Algunos me dirán que el español es un idioma colonizador, y estoy de acuerdo. Por eso a veces prefiero llamarlo castellano, porque nos recuerda que es originario de una región de España, y no necesariamente del imperio en sí. Pero también me encanta lo que mi castellano se ha convertido: fronterizo por haber crecido en Tijuana, norteño y particularmente sinaloense porque es parte de mi herencia familiar. Además, soy pocho, y cuando viajo por países latinoamericanos, notan mi acento gringo y me hablan en inglés. Al principio me dolía, pero ahora no, ahora recuerdo que hablo dos idiomas, o quizás tres, la mezcla de mi lengua natal, el idioma que llegó y nunca se fue, y el que yo mismo he creado.
No abogo por la defensa del castellano en sí mismo, sino por el acceso a él y a los otros idiomas de nuestras familias.
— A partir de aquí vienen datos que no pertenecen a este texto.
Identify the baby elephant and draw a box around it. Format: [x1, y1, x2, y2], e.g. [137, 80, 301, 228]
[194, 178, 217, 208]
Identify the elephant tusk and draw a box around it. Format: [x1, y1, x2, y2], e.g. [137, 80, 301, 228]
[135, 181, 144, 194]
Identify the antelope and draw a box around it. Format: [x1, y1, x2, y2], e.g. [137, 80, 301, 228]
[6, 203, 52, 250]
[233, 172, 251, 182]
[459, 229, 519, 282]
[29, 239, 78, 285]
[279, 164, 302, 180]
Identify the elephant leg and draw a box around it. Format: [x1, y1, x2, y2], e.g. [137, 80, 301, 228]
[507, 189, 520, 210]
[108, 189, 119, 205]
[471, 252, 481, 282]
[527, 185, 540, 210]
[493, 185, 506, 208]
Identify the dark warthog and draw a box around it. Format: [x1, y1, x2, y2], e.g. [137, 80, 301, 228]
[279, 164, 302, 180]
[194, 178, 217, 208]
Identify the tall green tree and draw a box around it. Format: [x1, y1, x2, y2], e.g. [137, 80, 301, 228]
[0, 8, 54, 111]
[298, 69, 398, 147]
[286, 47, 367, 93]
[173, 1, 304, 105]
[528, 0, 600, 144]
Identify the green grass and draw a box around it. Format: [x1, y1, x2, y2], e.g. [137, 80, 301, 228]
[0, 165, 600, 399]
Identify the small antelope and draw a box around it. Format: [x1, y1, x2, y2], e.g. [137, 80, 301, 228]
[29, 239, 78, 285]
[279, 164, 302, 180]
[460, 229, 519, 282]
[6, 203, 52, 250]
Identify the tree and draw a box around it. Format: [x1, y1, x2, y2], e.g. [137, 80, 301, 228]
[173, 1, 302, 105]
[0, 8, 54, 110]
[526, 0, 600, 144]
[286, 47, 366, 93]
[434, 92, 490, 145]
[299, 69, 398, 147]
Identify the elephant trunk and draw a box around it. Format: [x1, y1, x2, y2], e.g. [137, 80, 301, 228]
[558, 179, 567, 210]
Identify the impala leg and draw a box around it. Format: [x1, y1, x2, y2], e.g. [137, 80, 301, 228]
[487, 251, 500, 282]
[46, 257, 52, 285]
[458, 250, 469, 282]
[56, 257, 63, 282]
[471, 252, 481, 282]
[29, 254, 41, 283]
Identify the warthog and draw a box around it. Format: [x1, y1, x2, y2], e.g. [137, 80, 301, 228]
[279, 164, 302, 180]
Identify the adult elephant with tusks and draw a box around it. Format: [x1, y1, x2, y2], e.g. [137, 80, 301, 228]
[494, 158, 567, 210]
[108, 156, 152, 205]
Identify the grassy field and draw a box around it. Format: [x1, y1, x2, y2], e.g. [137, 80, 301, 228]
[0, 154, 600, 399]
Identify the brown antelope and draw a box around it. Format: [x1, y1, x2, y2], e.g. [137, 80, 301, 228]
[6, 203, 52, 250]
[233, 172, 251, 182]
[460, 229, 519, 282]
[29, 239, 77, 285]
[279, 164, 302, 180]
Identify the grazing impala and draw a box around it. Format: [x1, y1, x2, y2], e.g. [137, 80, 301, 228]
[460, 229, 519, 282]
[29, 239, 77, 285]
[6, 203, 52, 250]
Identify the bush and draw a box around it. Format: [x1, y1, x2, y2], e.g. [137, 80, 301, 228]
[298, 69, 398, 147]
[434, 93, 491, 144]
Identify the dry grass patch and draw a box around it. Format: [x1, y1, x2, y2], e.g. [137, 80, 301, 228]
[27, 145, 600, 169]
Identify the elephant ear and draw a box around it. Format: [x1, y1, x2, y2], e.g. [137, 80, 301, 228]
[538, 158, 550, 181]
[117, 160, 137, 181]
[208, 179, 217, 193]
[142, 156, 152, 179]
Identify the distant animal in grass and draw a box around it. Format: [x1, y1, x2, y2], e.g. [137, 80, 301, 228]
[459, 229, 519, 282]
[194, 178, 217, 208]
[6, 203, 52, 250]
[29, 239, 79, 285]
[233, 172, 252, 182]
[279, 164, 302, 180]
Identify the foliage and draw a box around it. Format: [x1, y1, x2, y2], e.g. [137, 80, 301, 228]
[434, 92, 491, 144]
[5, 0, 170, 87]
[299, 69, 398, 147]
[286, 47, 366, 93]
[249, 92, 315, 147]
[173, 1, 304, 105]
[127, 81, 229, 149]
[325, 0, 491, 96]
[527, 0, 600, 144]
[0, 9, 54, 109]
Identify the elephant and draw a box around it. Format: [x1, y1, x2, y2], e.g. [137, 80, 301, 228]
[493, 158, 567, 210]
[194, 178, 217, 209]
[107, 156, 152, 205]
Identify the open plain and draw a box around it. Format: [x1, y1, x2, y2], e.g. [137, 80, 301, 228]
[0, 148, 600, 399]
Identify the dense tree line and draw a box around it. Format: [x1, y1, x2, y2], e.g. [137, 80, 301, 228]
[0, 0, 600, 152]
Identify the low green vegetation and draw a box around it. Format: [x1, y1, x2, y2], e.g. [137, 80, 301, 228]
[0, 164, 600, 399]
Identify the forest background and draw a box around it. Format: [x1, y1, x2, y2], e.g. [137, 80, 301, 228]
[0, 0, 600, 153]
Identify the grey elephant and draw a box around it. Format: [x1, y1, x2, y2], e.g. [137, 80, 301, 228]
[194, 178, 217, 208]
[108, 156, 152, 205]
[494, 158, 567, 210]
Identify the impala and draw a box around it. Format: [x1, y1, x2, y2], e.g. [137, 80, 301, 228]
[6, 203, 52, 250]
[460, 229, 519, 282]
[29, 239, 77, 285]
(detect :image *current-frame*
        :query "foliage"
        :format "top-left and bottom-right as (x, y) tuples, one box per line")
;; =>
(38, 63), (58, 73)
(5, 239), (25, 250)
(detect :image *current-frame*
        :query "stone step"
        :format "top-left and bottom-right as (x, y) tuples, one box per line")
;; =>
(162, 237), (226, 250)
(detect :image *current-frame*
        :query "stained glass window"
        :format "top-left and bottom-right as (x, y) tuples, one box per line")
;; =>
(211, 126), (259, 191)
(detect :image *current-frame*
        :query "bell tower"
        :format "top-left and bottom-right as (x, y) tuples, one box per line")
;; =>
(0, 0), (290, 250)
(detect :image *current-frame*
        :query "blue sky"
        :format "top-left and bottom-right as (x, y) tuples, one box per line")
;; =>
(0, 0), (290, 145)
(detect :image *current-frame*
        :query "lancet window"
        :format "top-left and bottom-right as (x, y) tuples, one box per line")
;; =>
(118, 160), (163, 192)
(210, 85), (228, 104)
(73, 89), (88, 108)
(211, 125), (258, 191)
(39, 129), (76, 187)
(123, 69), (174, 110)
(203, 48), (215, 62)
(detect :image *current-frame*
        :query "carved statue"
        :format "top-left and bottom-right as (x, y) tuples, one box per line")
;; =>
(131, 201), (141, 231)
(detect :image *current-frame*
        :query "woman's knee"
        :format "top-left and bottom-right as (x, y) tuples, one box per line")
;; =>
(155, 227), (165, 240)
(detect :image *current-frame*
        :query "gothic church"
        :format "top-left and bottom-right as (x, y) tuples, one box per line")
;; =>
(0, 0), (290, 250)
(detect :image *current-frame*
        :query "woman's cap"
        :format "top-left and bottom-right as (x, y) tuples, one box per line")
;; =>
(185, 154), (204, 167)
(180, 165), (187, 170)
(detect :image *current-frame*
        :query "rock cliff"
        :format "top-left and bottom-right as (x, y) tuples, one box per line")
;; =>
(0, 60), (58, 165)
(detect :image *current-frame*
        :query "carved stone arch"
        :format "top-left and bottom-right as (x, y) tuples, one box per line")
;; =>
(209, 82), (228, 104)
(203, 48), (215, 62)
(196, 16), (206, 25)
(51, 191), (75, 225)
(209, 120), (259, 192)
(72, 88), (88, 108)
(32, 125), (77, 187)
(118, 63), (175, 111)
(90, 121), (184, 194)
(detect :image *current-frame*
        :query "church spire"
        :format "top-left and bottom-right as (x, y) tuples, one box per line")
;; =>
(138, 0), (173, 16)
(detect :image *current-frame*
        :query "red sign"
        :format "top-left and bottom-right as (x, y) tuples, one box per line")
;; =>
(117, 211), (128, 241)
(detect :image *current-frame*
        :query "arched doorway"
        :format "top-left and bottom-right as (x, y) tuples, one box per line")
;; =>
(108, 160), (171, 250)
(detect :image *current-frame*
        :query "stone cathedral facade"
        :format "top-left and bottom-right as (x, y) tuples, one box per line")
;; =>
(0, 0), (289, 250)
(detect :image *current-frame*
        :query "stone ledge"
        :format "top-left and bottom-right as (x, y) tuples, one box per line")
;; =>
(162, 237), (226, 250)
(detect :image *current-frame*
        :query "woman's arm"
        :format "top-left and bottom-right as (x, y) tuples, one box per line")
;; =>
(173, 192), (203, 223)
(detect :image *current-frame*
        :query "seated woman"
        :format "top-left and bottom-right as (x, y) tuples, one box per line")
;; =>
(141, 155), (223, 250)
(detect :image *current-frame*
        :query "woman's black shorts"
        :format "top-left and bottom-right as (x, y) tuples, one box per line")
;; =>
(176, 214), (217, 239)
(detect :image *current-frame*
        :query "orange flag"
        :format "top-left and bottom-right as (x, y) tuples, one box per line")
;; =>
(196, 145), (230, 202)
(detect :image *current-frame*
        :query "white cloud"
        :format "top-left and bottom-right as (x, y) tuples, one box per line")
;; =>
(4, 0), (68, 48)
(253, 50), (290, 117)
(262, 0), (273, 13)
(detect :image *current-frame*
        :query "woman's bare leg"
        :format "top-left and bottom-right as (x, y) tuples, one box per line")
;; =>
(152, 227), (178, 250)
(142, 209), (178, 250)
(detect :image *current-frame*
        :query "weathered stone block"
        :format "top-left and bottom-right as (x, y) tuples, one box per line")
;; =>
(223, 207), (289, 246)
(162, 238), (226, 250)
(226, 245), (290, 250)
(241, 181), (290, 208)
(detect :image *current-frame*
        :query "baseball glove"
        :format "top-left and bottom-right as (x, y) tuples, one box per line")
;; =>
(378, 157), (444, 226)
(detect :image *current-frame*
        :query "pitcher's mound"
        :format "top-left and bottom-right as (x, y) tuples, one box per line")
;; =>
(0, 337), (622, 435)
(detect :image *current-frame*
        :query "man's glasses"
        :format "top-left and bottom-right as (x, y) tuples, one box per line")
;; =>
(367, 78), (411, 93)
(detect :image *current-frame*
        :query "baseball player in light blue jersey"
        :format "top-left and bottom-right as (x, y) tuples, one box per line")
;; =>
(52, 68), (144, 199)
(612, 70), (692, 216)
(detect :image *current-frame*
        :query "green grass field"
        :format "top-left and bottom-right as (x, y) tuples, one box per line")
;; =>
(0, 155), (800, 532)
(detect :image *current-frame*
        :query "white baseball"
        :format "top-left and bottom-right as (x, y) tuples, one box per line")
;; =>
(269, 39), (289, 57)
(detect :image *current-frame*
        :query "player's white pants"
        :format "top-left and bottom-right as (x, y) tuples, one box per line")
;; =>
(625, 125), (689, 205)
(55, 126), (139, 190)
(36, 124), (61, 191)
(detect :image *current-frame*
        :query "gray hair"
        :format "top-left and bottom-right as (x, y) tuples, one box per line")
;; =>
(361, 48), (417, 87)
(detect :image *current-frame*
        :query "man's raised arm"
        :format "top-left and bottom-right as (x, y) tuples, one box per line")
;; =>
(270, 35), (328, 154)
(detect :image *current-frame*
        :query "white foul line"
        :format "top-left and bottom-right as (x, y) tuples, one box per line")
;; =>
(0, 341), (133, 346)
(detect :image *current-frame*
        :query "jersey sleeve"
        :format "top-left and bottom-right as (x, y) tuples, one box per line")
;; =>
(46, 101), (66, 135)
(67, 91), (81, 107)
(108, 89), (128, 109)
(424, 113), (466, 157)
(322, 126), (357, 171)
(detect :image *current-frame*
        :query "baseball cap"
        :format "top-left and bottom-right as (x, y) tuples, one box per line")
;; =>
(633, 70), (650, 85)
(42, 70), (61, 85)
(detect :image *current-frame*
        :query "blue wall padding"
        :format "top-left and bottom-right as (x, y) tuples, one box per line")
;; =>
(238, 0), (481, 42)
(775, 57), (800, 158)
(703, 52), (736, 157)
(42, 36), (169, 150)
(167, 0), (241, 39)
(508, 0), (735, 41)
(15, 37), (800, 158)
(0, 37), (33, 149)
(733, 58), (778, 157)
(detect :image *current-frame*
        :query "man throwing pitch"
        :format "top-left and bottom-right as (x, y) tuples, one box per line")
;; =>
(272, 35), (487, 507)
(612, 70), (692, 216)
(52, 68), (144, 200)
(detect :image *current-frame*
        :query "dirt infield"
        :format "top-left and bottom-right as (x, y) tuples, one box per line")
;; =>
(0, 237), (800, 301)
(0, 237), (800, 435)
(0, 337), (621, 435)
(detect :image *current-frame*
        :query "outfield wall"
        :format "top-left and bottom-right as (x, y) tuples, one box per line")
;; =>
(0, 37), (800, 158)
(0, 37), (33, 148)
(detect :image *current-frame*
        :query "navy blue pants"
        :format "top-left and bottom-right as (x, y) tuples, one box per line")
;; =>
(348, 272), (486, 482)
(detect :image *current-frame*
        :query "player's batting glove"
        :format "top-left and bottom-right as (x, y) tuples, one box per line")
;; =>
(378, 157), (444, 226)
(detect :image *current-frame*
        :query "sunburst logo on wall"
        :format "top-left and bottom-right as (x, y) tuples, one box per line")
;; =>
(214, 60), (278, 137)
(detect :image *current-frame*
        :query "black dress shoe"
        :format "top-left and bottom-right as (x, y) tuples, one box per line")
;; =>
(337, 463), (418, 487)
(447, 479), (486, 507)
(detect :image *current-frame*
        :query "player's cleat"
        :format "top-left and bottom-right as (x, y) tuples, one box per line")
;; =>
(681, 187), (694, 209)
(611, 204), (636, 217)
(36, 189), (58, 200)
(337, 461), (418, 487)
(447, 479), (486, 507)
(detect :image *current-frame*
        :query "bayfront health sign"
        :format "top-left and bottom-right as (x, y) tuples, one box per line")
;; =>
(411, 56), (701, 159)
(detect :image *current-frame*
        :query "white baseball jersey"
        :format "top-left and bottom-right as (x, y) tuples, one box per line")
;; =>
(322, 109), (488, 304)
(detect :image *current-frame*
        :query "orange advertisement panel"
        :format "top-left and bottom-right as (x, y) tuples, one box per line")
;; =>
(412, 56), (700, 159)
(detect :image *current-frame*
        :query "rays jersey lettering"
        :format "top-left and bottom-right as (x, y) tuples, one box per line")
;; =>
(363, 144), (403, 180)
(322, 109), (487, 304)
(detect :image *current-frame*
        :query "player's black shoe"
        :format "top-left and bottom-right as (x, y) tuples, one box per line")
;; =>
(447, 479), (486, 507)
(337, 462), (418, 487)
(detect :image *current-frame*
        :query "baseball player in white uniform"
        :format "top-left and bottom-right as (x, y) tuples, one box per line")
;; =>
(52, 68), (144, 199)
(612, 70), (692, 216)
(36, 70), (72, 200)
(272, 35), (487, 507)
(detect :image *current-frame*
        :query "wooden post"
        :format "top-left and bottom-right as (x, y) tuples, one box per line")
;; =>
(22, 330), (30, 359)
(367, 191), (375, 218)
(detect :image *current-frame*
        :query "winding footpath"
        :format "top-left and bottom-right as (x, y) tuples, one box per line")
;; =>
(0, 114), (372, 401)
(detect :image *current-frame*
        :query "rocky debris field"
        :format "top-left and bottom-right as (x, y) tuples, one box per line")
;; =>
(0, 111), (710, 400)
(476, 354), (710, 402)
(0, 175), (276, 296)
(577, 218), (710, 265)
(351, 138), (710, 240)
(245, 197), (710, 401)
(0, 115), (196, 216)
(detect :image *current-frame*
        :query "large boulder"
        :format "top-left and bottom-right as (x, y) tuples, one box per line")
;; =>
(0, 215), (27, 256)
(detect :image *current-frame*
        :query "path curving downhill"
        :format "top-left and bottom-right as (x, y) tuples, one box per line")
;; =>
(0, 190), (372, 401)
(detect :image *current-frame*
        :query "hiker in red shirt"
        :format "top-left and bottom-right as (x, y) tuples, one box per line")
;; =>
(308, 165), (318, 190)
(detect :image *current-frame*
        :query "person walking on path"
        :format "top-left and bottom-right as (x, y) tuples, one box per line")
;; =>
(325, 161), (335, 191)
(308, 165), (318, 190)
Por ejemplo, existen más de 90 idiomas uto-aztecas que se hablan desde El Salvador hasta el suroeste de Estados Unidos. Estas lenguas originarias, habladas por diversos pueblos, desde los Mexicas hasta los Yaquis, los Mayos, los Odham y muchos más, deben ser protegidas y promovidas, ya que son cruciales para la construcción de la memoria y la identidad de casi dos millones de personas. Poder entender una canción o conversar con un familiar es parte de lo que mantiene vivas a nuestras comunidades, aquellos que, con su esfuerzo, nos han traído hasta aquí.
Un gran ejemplo de resistencia lingüística son los boricuas. A pesar de que Estados Unidos prohibió el castellano, los puertorriqueños se aferraron a su idioma y siguen difundiéndolo a través de su música y otras artes. El escritor Carlos Vázquez Cruz me decía hace unas semanas: “Yo no escribo en inglés porque no pueda, sino porque escribir en español es un acto de resistencia”. Y eso es precisamente lo que intentamos hacer quienes vivimos aquí y producimos contenido en este idioma.
Pero no es solo escribir lo que constituye un acto de resistencia, también es leer en español, compartirlo con otros, discutirlo. Si te preocupa cometer un error, piensa que cada vez que superas ese temor estás desafiando a un sistema que quiere arrebatarte tu idioma. Si alguien se ríe de cómo mezclas tus lenguas, recuérdales que eres más que un idioma, que eres una amalgama de palabras y que sigues creando y tejiendo nuevas formas de expresión cada vez que te atreves a hablar desde la memoria o el corazón.
Agradezco que leas la Bella Práctica, que lo compartas con otros y que juntos formemos una comunidad donde podamos distribuir lo que creamos y pensamos. Nadie debe escribir para convertirse en un gran escritor; uno se convierte en un gran escritor porque siente la necesidad de escribir, y lo hace, así nomás.
Y tú, ¿sientes nervios cuando hablas o escribes en español? ¿Qué estrategias de resistencia utilizas para mantener viva tu conexión con el idioma?
Gracias por compartir esta página con tanta gente. Ha sido una gran satisfacción ver cómo nuestra comunidad crece cada semana y espero que podamos seguir creando juntos.